T = Technicals on the Stock Chart Are Subpar
Exxon Mobil has underperformed the S&P 500 over the past few months and years. However, this is one of those rare situations where this fact should be negated from your decision-making process when contemplating the purchase of Exxon Mobil shares.
Over the past month, Exxon Mobil is down 3.07% while the S&P 500 is down .66%. Year-to-date, Exxon Mobil is up 5.60% while the S&P 500 is up 13.50%. Over the past calendar year, Exxon Mobil is up 18.02% while the S&P 500 is up 23.48%. When you look at three-year returns, Exxon Mobil is up 25.69% while the S&P 500 is up 36.46%.
At around $87.20, Exxon Mobil is currently trading a few dollar lower than its 50-day SMA of $90.41. It’s trading slightly lower than its 100-day SMA of $88.76. It’s trading slightly higher than its 200-day moving average of $86.37.
While the overall market has experienced incredible gains over the past few years, keep in mind that the majority of those gains have been artificial. Exxon Mobil, on the other hand, will steadily grind upward in poor markets, decent markets, and strong markets.
E = Earnings and Growth Are Steady
Earnings and growth have been steady over the past five years. This trend should continue.
|Revenue ($)in billions||404.55||477.36||310.59||383.22||486.43|
|Diluted EPS ($)||7.26||8.66||3.98||6.22||8.42|
The quarterly numbers are also steady:
|Revenue ($)in billions||125.33||121.61||124.05||127.36||115.71|
|Diluted EPS ($)||2.13||1.97||2.00||3.41||2.09|
T = Trends Support the Industry in which Exxon Operates
There are always talks about alternative energy become the world’s primary source of energy, but this never comes to fruition. Even it does, it’s decades away and you will have plenty of time to see it coming if you need to prepare from an investing standpoint. That said, Exxon Mobil would likely end up being one of the leaders in that area as well. Therefore, you have nothing to worry about in this area.

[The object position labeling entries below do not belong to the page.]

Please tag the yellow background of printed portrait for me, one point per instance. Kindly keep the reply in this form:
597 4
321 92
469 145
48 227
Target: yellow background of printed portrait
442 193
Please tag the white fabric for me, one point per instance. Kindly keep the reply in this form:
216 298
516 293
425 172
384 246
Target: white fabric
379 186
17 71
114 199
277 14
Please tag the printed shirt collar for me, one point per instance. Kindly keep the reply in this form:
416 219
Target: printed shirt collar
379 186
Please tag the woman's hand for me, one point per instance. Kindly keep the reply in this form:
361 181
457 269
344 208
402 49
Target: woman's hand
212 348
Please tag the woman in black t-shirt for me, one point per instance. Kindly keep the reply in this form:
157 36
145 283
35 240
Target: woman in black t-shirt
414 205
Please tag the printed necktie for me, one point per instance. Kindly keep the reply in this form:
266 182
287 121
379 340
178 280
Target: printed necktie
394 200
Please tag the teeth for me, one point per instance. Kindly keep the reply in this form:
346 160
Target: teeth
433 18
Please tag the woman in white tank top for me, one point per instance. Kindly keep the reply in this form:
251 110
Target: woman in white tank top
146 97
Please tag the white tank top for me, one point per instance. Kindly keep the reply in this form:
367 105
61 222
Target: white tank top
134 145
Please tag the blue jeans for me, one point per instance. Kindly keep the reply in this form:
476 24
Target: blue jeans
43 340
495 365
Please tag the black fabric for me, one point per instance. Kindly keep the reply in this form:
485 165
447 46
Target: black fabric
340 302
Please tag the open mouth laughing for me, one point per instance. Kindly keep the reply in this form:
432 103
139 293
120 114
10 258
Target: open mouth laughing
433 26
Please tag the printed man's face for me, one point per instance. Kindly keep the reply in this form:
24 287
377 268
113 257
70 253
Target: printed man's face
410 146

Many investors are choosing Chevron over Exxon Mobil lately. This is primarily because Chevron runs a more efficient business in regards to profit. Chevron focuses more on the production of oil than oil refining. Exxon Mobil focuses more on oil refining. This leads to Chevron being more efficient on a net-profit-per-dollar basis. However, Exxon Mobil has outperformed Chevron for decades. Exxon Mobil is a company that can make fast and well-calculated adjustments at any time.
Exxon Mobil won’t make you a millionaire overnight, but it’s that type of dream which leads many investors to big losses. If you want a safe and steady return over the long haul, then it doesn’t get much better than Exxon Mobil. Therefore, Exxon Mobil a long-term OUTPERFORM based on the analysis above.